“Cramdown” is an informal term for one of the most used benefits of Chapter 13 bankruptcy. You won’t find the term in the federal Bankruptcy Code, yet lawyers and judges use it all the time. A “cramdown” of an auto loan is a major benefit available in Chapter 13 that is not available in Chapter 7 bankruptcy.
It refers to a procedure provided under Chapter 13 law for legally rewriting a vehicle loan. It results, usually, in reducing both the monthly payment and the total you pay for the vehicle.
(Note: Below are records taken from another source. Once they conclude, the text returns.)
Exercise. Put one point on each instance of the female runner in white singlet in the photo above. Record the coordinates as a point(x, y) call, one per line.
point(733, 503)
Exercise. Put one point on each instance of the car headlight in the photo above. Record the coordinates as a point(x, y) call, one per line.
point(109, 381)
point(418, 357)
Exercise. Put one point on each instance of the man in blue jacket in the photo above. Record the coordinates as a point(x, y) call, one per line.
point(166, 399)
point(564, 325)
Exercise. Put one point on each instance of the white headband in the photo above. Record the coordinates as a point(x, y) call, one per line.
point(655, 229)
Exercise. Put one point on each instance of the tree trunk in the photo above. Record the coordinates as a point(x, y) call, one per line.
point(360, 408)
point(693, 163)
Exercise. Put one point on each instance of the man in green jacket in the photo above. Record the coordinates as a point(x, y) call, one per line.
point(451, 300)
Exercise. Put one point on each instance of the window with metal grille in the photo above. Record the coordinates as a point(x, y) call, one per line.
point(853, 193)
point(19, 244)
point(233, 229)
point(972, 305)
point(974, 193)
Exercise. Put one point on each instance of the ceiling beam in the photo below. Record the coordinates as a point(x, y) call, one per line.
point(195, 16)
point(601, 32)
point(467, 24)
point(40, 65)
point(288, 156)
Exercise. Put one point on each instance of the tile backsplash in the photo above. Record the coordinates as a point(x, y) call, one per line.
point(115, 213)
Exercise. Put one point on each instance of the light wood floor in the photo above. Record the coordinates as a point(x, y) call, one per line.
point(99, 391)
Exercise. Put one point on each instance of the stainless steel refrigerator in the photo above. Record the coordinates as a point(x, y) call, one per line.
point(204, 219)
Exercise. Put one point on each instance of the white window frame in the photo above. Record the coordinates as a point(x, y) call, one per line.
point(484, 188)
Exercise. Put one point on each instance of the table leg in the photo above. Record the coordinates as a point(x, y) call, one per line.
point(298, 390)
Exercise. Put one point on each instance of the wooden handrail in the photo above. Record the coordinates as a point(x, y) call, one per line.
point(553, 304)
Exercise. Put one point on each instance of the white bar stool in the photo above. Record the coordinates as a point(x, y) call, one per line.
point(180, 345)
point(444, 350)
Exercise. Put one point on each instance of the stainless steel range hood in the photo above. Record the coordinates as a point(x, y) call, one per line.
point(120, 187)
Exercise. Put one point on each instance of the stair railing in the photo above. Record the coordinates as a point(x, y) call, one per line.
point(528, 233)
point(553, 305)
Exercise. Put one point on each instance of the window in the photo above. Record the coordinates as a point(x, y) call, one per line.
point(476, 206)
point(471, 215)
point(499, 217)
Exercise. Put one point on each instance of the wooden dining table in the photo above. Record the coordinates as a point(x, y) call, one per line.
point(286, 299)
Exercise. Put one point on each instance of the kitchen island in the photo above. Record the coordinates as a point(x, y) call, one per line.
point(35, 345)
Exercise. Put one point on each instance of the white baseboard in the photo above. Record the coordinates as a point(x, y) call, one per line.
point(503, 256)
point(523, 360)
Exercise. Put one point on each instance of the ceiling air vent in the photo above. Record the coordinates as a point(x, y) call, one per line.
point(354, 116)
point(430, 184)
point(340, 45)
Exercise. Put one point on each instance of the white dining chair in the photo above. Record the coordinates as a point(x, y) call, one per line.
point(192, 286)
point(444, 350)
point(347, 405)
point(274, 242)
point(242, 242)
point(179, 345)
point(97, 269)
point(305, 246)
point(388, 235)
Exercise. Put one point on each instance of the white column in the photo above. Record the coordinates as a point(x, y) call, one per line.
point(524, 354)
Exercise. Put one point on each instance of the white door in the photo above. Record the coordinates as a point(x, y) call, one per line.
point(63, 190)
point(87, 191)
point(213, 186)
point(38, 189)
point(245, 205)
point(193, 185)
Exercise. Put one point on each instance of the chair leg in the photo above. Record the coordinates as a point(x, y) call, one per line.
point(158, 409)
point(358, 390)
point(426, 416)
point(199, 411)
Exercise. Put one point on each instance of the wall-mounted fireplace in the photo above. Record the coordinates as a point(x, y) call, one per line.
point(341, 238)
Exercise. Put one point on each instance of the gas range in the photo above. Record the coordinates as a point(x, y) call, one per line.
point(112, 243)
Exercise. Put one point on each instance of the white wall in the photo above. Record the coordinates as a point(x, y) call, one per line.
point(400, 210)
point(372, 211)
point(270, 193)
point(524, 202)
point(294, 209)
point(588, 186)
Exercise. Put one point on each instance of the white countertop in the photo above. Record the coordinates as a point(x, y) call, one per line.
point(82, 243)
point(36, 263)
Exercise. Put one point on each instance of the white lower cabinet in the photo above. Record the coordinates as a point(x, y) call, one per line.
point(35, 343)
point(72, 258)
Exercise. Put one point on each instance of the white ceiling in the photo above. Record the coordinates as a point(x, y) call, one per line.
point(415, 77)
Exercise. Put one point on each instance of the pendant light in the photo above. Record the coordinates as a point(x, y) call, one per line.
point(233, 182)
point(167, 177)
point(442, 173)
The more your vehicle is “underwater”—worth less than what you owe on it—the more you benefit from cramdown.
The 910-Day Rule
To be eligible to cram down the balance on an auto loan, you must have purchased the vehicle at least 910 days (a little over 30 months or 2.5 years) from the date that you filed your Chapter 13 bankruptcy. The 910-day rule also applies to cramming down interest rates.
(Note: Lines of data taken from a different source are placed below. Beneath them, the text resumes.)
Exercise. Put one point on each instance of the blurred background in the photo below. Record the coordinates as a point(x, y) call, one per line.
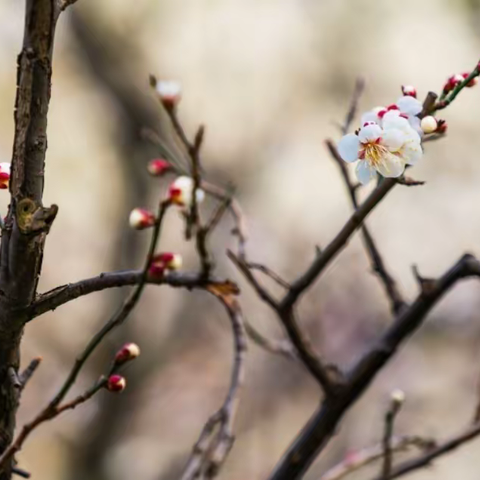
point(270, 80)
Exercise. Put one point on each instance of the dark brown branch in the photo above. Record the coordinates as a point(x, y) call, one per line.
point(316, 434)
point(337, 244)
point(217, 437)
point(425, 460)
point(66, 293)
point(54, 407)
point(390, 416)
point(366, 456)
point(378, 265)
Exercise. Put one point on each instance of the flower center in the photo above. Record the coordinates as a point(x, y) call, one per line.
point(373, 153)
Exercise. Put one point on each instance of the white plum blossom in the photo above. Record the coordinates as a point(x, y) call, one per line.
point(407, 107)
point(384, 150)
point(429, 124)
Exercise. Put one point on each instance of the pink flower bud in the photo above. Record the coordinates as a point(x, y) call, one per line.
point(409, 90)
point(428, 124)
point(441, 126)
point(128, 352)
point(4, 175)
point(141, 218)
point(169, 92)
point(116, 383)
point(163, 263)
point(158, 167)
point(472, 82)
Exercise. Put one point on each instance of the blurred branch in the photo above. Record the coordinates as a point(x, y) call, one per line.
point(217, 437)
point(361, 458)
point(54, 408)
point(378, 264)
point(441, 449)
point(59, 296)
point(315, 435)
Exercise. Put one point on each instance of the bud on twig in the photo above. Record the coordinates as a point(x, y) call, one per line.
point(158, 167)
point(141, 218)
point(409, 90)
point(128, 352)
point(4, 175)
point(116, 383)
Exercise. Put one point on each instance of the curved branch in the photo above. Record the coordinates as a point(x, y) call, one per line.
point(66, 293)
point(318, 431)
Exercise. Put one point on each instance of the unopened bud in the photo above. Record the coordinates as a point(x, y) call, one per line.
point(398, 397)
point(441, 126)
point(180, 192)
point(158, 167)
point(169, 92)
point(409, 90)
point(116, 383)
point(472, 82)
point(429, 124)
point(4, 175)
point(128, 352)
point(141, 218)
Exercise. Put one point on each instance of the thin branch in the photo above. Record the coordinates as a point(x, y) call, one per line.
point(390, 416)
point(217, 437)
point(318, 431)
point(54, 407)
point(443, 448)
point(361, 458)
point(66, 293)
point(337, 244)
point(378, 265)
point(352, 110)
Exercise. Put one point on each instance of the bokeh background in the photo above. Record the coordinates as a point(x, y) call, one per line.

Stretching Out Payments on an Auto Loan
Another advantage of Chapter 13 bankruptcy is that you can stretch out your payments over the course of your 36 to 60-month plan, regardless of whether you are eligible for a cramdown. For example, if you have 36 months left on your auto loan, by placing it in a 60-month Chapter 13 plan, you can spread your loan out over 24 more months and significantly reduce the payment.
Making the Cramdown Permanent. You must complete your Chapter 13 plan to make the cramdown of the balance an interest rate permanent. If you do not complete your Chapter 13 plan, the original balance and interest rate may be restored and back interest added to the balance.